Chaque été, la même question revient au moment de remplir son sac de plage : faut-il mettre le prix pour être bien protégé du soleil ? Les derniers tests comparatifs et les alertes des autorités sanitaires apportent en 2026 une réponse plutôt rassurante pour le porte-monnaie, mais qui invite aussi à regarder d’un peu plus près la composition de son tube.
Le prix n’est pas un gage de protection
Les associations de consommateurs qui comparent régulièrement les crèmes solaires du marché mesurent trois critères principaux : la protection UVA, la protection UVB, la résistance à l’eau, et surtout la conformité entre l’indice affiché sur le tube (SPF 30, 50, 50+…) et la protection réellement mesurée en laboratoire. Résultat récurrent de ces comparatifs : un tube de grande surface vendu moins de 10 € peut obtenir une meilleure note globale qu’une référence premium vendue environ 25 €, soit près de deux fois et demie plus cher.
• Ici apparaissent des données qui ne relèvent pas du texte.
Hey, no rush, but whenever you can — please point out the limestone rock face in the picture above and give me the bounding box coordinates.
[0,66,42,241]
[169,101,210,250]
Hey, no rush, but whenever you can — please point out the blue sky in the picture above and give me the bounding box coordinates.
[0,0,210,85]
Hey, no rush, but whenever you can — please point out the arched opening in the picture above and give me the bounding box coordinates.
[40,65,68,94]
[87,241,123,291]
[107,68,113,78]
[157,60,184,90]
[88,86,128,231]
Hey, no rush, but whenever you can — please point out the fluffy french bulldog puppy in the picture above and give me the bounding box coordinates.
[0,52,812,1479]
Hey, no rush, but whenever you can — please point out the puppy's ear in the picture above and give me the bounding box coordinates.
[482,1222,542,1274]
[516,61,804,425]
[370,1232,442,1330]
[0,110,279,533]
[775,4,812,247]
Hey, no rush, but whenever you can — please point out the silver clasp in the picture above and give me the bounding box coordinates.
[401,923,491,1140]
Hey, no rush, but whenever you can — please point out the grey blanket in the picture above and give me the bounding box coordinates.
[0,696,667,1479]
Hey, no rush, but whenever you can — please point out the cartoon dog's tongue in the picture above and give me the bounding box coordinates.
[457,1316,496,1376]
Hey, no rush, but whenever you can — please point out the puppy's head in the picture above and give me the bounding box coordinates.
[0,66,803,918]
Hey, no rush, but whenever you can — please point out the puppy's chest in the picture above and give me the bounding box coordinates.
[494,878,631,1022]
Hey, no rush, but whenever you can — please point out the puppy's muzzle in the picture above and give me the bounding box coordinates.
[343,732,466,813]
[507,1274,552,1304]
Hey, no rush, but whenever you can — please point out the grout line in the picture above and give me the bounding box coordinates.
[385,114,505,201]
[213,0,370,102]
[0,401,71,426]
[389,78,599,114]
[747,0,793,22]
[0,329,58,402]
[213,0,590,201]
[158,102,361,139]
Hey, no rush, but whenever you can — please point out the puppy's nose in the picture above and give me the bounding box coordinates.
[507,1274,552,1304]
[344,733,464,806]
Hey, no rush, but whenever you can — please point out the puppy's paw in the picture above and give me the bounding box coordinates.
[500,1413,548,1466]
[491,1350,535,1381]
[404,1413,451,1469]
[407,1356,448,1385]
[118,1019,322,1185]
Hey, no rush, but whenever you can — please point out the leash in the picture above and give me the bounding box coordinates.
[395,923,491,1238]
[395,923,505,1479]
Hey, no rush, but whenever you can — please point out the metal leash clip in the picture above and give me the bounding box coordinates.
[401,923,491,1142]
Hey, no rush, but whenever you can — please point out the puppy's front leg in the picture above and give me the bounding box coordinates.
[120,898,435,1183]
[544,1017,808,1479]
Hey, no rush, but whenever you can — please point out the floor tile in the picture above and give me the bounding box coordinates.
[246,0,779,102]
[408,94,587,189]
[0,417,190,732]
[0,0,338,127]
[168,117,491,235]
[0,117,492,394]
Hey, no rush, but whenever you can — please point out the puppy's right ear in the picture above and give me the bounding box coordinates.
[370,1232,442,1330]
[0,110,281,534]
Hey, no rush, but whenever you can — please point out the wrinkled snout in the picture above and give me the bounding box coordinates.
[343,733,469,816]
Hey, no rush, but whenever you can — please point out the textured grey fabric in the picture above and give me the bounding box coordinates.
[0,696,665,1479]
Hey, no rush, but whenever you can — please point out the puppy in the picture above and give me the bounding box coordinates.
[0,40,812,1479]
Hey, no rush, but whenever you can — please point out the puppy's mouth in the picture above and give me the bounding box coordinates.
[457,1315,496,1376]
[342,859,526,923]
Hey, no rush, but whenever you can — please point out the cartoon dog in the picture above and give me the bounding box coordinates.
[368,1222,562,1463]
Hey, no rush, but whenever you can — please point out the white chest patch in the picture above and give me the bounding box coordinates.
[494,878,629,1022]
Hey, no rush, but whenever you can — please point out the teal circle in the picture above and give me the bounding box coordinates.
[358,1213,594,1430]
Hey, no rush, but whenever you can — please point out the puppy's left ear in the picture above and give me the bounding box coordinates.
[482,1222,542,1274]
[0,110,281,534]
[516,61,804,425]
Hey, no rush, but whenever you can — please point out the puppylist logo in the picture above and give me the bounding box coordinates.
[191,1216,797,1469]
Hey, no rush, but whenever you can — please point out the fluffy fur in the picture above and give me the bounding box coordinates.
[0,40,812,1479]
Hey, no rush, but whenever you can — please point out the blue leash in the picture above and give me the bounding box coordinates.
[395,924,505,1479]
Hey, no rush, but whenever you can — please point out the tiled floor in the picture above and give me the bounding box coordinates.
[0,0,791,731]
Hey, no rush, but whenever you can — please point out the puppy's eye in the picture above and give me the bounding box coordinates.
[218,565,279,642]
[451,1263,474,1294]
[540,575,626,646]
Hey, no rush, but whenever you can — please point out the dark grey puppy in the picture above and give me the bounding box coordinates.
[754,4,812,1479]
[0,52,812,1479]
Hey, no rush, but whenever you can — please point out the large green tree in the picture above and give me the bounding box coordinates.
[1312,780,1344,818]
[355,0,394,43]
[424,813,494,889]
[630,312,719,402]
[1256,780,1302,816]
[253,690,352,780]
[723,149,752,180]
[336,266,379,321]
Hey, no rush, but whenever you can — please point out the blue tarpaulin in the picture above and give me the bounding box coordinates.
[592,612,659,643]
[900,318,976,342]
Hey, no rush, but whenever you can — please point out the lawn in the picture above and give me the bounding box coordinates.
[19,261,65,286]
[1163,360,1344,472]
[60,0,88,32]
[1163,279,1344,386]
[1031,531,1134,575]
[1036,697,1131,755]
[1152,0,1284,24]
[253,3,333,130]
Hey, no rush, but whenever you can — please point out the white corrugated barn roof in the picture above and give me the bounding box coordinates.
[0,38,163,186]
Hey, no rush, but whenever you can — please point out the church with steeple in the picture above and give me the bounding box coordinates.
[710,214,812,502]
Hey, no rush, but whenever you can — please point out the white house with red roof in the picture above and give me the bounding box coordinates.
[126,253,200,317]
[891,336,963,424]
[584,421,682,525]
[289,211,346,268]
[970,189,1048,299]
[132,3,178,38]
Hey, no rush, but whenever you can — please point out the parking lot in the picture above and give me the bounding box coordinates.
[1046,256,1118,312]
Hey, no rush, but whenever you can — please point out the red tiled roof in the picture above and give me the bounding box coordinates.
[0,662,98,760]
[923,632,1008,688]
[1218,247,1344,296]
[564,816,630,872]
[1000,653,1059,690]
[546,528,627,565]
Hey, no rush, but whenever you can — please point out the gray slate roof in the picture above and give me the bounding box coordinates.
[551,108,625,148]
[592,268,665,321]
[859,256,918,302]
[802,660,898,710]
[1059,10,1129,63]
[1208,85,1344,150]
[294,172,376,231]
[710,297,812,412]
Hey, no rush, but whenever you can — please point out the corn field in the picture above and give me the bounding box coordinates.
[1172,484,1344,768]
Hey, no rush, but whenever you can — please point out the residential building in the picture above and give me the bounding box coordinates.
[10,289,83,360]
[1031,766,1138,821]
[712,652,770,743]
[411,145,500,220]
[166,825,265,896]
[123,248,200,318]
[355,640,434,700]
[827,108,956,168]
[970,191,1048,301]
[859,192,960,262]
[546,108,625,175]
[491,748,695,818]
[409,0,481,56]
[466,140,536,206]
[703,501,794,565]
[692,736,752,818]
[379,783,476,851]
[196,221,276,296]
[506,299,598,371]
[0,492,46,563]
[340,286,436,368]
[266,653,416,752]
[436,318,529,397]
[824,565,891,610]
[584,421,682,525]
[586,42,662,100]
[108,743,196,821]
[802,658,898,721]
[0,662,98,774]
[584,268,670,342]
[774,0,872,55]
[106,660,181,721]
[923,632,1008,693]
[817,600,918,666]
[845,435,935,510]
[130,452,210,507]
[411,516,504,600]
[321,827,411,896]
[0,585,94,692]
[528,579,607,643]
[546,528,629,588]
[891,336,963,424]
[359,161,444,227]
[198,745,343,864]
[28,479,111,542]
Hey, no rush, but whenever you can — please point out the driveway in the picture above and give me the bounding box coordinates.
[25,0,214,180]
Une explication tient à la structure même du prix d’un produit solaire : le coût de fabrication d’un tube vendu en pharmacie avoisinerait à peine 0,80 €, le reste du prix de vente finançant l'emballage, le marketing et la marge de la marque plutôt qu’une meilleure efficacité de la formule.
Un filtre UV dans le viseur des autorités sanitaires
Au-delà du prix, un autre sujet occupe les autorités sanitaires françaises : certains filtres UV utilisés dans les formules. L’Anses a ainsi proposé l’interdiction de l’octocrylène, un filtre chimique très répandu, après avoir constaté qu’il s’accumule dans l’organisme au fil du temps. Cette recommandation ne signifie pas que tous les produits qui en contiennent sont dangereux à court terme, mais elle invite à surveiller la liste des ingrédients, quel que soit le budget consacré à sa protection solaire.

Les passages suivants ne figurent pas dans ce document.